Main Content

Introduction to the Law of Corporations: Cases and Materials

Theodora Holding Corp. v. Henderson

Theodora deals with the issue of corporate charity.  Until the post-World War II period, there was some question whether a corporation had the power to make donations to charity. On the one hand, there were those who felt that a board's sole duty was to maximize profits for stockholders and that absent express authority to make corporate charitable contributions in the corporation's certificate of incorporation, that a board does not have the authority to make such contributions. On the other hand, there were those who recognized corporations had – even back to the pre-enabling laws period – a broader social role beyond maximizing profit for stockholders in the short run.

Eventually, states legislatures put this question to rest by amending their corporate statutes to recognize the power of boards to make charitable corporate gifts. A series of court cases, including Theodora, reinforced the importance of corporate charitable contributions and the role of corporate charitable contributions in reinforcing the social compact that makes corporate form possible.

The power of a corporation to make charitable contributions is not unlimited, however. Theodora and AP Smith [cited in Theodora] hint at the limits to corporate largesse.

The debate about the extent of corporate power to make charitable donations runs parallel to a modern debate about corporate purpose. On the one side, there are those who argue that boards should be focused exclusively on maximizing stockholder value. On the other are those who argue that corporations have responsibilities to a broader group of stakeholders. This tension is perhaps overstated. As you will see, the corporate law is agnostic to questions about responsibilities to stakeholders. Rather, it charges boards with pursuing the highest value for the corporation and its residual claimants (read: stockholders) over the long term, where the board is exclusively charged with the reponsibility for determining what is the "long term."

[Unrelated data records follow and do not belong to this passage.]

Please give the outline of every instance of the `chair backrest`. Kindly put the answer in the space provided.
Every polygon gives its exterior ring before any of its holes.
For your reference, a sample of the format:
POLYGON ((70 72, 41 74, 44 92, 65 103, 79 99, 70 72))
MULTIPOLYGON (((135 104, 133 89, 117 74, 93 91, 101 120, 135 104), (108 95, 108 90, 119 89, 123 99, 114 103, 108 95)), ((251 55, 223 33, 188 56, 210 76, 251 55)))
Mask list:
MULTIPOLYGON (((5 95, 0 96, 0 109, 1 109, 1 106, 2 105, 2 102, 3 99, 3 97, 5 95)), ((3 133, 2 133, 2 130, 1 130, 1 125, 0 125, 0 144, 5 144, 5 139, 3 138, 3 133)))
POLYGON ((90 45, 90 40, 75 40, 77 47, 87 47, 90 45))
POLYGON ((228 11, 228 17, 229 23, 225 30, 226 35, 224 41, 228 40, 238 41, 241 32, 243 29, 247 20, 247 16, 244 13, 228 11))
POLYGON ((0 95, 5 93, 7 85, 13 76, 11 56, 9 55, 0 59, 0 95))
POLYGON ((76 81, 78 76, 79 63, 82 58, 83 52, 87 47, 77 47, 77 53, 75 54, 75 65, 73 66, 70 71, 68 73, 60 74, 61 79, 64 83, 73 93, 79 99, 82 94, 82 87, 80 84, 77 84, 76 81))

The longer the term, the more discretion boards will have in deciding how to reach their goal.  If a board believes it will ultimately accrue to the benefit of the corporation to make corporate donations, or to engage in socially responsible activity, then generally boards will have the discretion to pursue those strategies. To the extent directors and stockholders are at odds with the direction and timing the board has selected, stockholders retain the power to remove the board and replace them with directors more in tune with the stockholders' desires.